In a statement on Thursday, the BoE’s Prudential Regulation Authority said the changes included easing capital requirements on small business lending, mortgages, trade finance and infrastructure loans.

As a result, the key capital thresholds for the main banks would be “virtually unchanged”, rising less than 1 per cent, the PRA said. That is a reduction from its earlier estimate of a 3 per cent increase.

The revised plans are part of the Basel III regime, which was first drawn up more than a decade ago to increase the amount of equity available to absorb stress in banks and to avoid a repeat of the state bailouts that followed the 2008 financial crisis.

Sam Woods, head of the PRA, said the proposals would “support growth and competitiveness while also ensuring that the UK aligns with international standards”.

The changes followed heavy lobbying by the industry and come days after the US Federal Reserve cut a proposed increase to capital requirements for the largest US banks by more than half after a backlash from the industry and politicians. Earlier this year, EU regulators postponed the implementation of part of their reforms.

Shares in the UK’s biggest banks climbed in early trading, with Barclays, Lloyds Banking Group, HSBC and NatWest rising between 1 and 2 per cent.

UK chancellor Rachel Reeves, who is meeting UK bank bosses on Thursday, welcomed the proposals, saying they would “strengthen the resilience of our banking system and deliver the certainty banks need to finance investment and growth”.

Barclays chief executive C S Venkatakrishnan said he was pleased with the BoE’s adjusted plan, calling it “a welcome step forward”.

But he added that he would “await the detail” and look at how it fits with the “broader capital regime”, the BoE banking stress tests and “the respective timescales for implementation across the UK, US and the EU”.

Some economists fear the shift by global financial regulators to dilute the Basel rules could encourage banks to increase risk-taking and sow the seeds of the next crisis.

“Generally in the past these episodes have not ended well,” said Nicolas Véron at the Bruegel Institute, a policy research group in Brussels. “The time it takes for things to end badly varies of course, but it has to be a concern to anyone watching what is going on.”

The rules restrict how much banks can lower the capital they need to support different types of lending and other exposures.

“In some cases, we have made changes where the evidence suggested too much conservatism in our original proposals,” said Phil Evans, the PRA’s director of prudential policy. “We have also made changes where the proposals would have been too difficult or costly to implement in practice.”

The PRA said it would reduce the limit for small business lending from 100 per cent risk-weighting to 85 per cent, while offsetting the remaining impact of this by adjusting requirements for individual banks.

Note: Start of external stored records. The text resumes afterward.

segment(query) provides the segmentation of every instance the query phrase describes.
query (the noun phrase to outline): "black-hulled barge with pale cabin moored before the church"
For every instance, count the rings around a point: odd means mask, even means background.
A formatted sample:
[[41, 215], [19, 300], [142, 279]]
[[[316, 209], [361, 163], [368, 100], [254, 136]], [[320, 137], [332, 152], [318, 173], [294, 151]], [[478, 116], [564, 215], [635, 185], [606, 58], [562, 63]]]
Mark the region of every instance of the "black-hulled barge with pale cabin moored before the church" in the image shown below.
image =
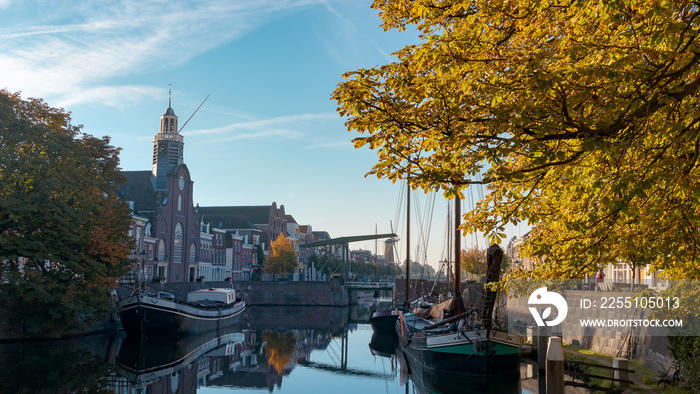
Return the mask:
[[234, 289], [202, 289], [187, 302], [170, 293], [135, 293], [118, 303], [122, 326], [131, 336], [194, 334], [235, 324], [245, 309]]

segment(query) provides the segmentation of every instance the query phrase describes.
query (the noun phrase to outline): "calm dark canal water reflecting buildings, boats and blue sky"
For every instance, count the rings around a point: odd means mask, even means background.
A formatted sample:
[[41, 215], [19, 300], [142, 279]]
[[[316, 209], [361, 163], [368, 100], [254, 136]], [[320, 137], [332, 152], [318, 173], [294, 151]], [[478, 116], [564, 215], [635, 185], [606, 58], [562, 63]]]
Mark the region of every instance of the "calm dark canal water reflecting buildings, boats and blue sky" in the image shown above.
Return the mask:
[[[521, 379], [417, 384], [391, 339], [373, 337], [376, 301], [352, 308], [250, 307], [230, 330], [133, 340], [124, 333], [0, 344], [0, 393], [537, 393]], [[371, 345], [371, 346], [370, 346]]]

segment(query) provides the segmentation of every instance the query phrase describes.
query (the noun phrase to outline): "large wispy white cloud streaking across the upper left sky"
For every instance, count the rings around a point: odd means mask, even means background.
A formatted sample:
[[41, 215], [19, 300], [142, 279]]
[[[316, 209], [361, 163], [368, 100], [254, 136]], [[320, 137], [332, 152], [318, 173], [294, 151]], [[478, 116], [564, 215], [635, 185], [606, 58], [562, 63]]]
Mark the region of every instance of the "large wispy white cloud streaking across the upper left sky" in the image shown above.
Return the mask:
[[[119, 106], [115, 91], [131, 91], [136, 96], [122, 100], [134, 100], [154, 88], [113, 86], [111, 78], [167, 70], [242, 36], [275, 13], [312, 2], [74, 1], [37, 18], [3, 13], [0, 87], [61, 106], [93, 101]], [[27, 3], [21, 6], [30, 8]], [[9, 11], [21, 6], [0, 0], [0, 8]]]

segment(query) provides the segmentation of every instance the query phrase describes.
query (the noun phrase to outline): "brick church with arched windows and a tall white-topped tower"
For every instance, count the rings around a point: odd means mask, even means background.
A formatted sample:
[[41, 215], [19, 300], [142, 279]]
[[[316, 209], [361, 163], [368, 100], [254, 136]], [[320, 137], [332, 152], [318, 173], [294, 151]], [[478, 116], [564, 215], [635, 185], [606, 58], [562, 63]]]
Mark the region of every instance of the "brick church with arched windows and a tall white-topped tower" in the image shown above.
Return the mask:
[[184, 141], [178, 117], [168, 109], [153, 136], [150, 171], [124, 171], [127, 182], [118, 190], [133, 208], [132, 255], [142, 279], [193, 281], [200, 256], [200, 215], [192, 201], [193, 182], [183, 160]]

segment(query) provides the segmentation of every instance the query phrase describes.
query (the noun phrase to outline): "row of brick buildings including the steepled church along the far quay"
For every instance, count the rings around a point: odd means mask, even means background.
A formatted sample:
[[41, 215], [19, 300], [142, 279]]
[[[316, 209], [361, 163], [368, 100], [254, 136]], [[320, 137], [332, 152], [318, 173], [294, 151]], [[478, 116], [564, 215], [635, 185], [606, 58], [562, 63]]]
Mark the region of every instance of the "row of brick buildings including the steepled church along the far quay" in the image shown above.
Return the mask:
[[[178, 117], [168, 109], [153, 137], [151, 170], [125, 171], [126, 183], [117, 193], [132, 209], [130, 235], [135, 261], [127, 280], [191, 282], [250, 280], [258, 259], [270, 251], [270, 242], [283, 235], [298, 252], [295, 275], [311, 279], [306, 261], [310, 253], [300, 245], [329, 239], [314, 232], [272, 202], [259, 206], [200, 207], [192, 198], [193, 181], [184, 163], [184, 139]], [[264, 273], [261, 273], [264, 275]]]

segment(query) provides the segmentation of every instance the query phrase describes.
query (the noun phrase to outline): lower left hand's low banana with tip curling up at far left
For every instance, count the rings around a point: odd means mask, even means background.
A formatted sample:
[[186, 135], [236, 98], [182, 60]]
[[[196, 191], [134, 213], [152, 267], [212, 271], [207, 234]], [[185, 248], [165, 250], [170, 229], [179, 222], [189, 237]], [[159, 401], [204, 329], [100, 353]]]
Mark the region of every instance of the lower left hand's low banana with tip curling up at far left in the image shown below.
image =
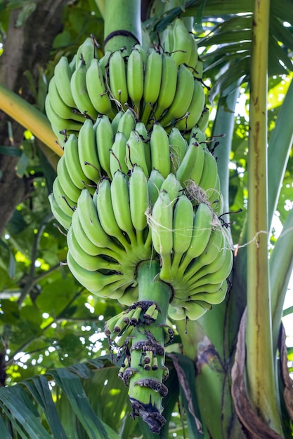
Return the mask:
[[[106, 285], [114, 284], [117, 281], [122, 281], [122, 275], [110, 272], [109, 274], [104, 274], [100, 271], [89, 271], [83, 269], [77, 262], [75, 262], [74, 258], [67, 252], [67, 265], [70, 271], [72, 272], [74, 278], [81, 283], [84, 288], [92, 292], [93, 294], [98, 295], [98, 293], [103, 290]], [[114, 289], [114, 288], [113, 288]]]

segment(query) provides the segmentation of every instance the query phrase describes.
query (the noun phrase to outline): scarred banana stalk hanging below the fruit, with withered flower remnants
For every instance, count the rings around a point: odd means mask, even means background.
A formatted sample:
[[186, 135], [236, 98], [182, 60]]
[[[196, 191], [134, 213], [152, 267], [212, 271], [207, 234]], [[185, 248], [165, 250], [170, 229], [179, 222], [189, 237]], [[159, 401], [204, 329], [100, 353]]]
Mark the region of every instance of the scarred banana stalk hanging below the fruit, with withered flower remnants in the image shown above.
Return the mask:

“SME lending matters for growth,” said Evans, adding that the PRA had made similar adjustments for infrastructure lending, lowering capital requirements for “higher-quality lending”, and for residential mortgages, to make them “more risk-sensitive and operationally simpler”.

The regulator also sought to address fears that the rules could disproportionately harm smaller digital banks and fintechs by introducing a simpler regime for lenders with less than £20bn of assets. Called the small domestic deposit taker criteria, it will come into force in 2027.

The PRA had aimed to publish its planned rules this summer but had to postpone the release due to the UK general election.

It is the first time the UK has had free rein to decide how to implement the rules, as previous versions before Brexit were largely dictated by the EU.

The PRA said it also took into account its new secondary objective to support growth and competitiveness, which was introduced by the Conservative government last year.